STILLWATER — Three months after a plane crash that killed two coaches, a former state senator and his wife, Oklahoma State University officials say they are planning to review the university's travel policy.
The university plans to assemble a committee to look at the policy and recommend changes, OSU spokesman Gary Shutt said Wednesday.
A single-engine Piper PA-28-180 Cherokee crashed Nov. 17 over mountainous terrain in the Ouachita National Forest in central Arkansas. The crash killed OSU women's basketball coach Kurt Budke, assistant coach Miranda Serna and former state Sen. Olin Branstetter, who was piloting the plane. Branstetter's wife, Paula, was also killed.
The two coaches were headed to Little Rock for a recruiting trip.
OSU officials began looking at the possibility of forming the review committee in early January, Shutt said. Although committee members haven't been selected, Shutt said it would include OSU faculty and administrators, and others. A membership list is to be finalized in the next few weeks.
The committee will look at the portions of the university's travel policy that cover coaches, he said. The committee will also look at the policies of other universities. Any recommended policy changes would require approval by the OSU/A&M Board of Regents.
In the months since the crash, university officials have said no policy changes were in the offing but that all university policies are constantly under review. Shutt said no changes to the policy have yet been made.
Three days after the crash, OSU President Burns Hargis said in an email to former Phillips Petroleum Chairman Wayne Allen, an OSU alumnus, that the university would be looking at the possibility of tightening travel policies that cover coaches.
“When I was chairman, the Board would not allow me to fly in single engine airplanes,” Allen said in an email to Hargis. “When they get the cause sorted out you might consider if it makes sense to have tighter rules. We have had more than our share of airplane accidents.”

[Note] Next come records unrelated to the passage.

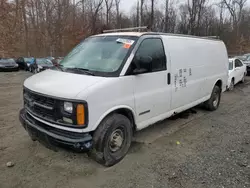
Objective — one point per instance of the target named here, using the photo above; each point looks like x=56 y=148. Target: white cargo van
x=114 y=84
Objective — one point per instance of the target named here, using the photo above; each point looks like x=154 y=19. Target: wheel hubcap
x=116 y=140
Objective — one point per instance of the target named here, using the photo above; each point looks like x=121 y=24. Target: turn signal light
x=80 y=114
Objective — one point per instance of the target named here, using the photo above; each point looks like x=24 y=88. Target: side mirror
x=139 y=71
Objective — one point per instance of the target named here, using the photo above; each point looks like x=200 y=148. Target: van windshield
x=101 y=55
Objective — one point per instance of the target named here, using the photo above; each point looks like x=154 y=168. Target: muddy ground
x=213 y=150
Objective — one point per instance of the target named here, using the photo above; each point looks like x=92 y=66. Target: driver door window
x=154 y=49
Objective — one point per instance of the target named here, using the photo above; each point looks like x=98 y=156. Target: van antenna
x=127 y=29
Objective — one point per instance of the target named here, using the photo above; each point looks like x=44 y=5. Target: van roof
x=138 y=34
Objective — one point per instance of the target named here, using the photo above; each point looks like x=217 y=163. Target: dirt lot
x=213 y=150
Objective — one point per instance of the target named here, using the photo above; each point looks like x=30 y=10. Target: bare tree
x=235 y=8
x=108 y=4
x=152 y=14
x=142 y=15
x=25 y=26
x=195 y=8
x=166 y=16
x=117 y=7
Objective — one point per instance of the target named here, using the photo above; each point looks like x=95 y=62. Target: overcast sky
x=126 y=5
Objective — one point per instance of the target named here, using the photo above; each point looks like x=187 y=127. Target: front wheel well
x=219 y=84
x=128 y=113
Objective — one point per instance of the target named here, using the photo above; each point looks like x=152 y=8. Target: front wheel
x=213 y=103
x=112 y=140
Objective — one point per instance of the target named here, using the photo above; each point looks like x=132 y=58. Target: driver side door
x=152 y=90
x=239 y=71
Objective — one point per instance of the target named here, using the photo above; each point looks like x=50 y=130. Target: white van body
x=194 y=66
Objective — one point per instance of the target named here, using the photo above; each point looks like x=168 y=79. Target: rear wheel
x=214 y=101
x=112 y=140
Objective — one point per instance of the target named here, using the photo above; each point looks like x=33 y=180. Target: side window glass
x=151 y=49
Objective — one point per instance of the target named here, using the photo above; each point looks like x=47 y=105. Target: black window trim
x=140 y=42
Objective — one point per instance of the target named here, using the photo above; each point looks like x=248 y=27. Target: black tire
x=103 y=140
x=211 y=105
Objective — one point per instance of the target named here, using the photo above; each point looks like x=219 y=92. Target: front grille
x=40 y=105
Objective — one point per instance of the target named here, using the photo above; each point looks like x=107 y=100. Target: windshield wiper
x=82 y=70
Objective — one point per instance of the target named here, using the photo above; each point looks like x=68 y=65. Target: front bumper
x=8 y=69
x=51 y=135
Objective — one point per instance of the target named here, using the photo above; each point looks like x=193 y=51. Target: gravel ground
x=204 y=149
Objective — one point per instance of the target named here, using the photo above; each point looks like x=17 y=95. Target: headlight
x=68 y=107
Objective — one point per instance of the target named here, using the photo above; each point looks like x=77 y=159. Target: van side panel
x=196 y=65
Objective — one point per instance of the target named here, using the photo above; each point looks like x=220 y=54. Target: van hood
x=60 y=84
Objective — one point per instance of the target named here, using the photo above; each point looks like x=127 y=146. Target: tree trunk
x=25 y=27
x=142 y=18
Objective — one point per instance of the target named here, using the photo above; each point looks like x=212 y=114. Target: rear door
x=152 y=91
x=239 y=70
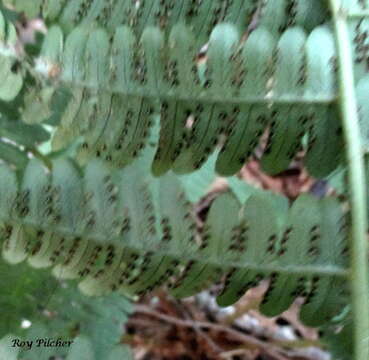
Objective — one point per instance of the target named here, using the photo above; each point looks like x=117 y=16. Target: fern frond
x=121 y=232
x=243 y=89
x=201 y=15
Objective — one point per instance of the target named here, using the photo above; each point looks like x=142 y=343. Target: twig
x=253 y=342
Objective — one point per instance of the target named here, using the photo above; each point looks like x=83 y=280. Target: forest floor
x=164 y=328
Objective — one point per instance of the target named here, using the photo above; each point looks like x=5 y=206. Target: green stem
x=355 y=158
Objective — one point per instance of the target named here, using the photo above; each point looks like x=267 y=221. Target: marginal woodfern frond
x=285 y=85
x=123 y=232
x=201 y=15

In his response, Hargis said a similar rule applies to him.
“We will look at the possibility of extending it to coaches although I already know the push back we will get ... from the coaches,” Hargis said in the email obtained under an open records request. “We'll review it nonetheless.”
Shutt said university officials understand coaches' need for flexibility in their travel arrangements. The athletics department will be represented on the committee, Shutt said, and the coaches' concerns will be considered.
Questions have surfaced since the crash about how the university's travel policy applies to coaches. The single-engine Piper did not meet the policy's requirement that aircraft used in university-related travel be “powered by two or more turbine engines.”
OSU officials have said that policy doesn't apply to coaches when they travel without student athletes.
However, a section of the policy deals specifically with coaches and athletic department staff traveling without students. It outlines what types of aircraft are acceptable for such trips. The section states that coaches traveling alone may use other aircraft that would be prohibited for team travel.
The policy then lists what appear to be minimum requirements for such other aircraft. Included in the list is a requirement that aircraft be “powered by two or more turbine engines.”
OSU football recruiting director Johnny Barr said the football team rarely uses private aircraft on recruiting trips. Football coaches typically drive or take commercial flights, Barr said.
For example, he said, coaches who are traveling in Oklahoma or to Dallas-Fort Worth area for recruiting purposes typically drive. Others who go to more far-flung cities in Texas, such as Houston and San Antonio, may take commercial flights, he said.
All 10 of the team's coaches make recruiting trips, Barr said. The nine assistant coaches have designated areas in Oklahoma and Texas where they recruit, he said, while head coach Mike Gundy could travel anywhere.
NCAA rules govern how many recruiting trips a team's coaches can make per year and when those trips may be scheduled. But it's up to the team to decide where those trips will be made, Barr said, and it's largely left to the coaches to decide how to get there.
Occasionally, coaches may need to take small, private aircraft, Barr said. For those flights, Barr keeps a list of about six private pilots he knows are reliable and keep their planes well maintained, he said.
Although the November crash hasn't caused the team to make any drastic changes in the way its coaches travel, Barr said the memory of it has had an impact on the staff.
“It's got all of our attention,” he said.
OSU's athletic travel policy was enacted in 2002, the year after an airplane crash near Strasburg, Colo., killed 10 men associated with OSU men's basketball program. The policy has been revised twice since then.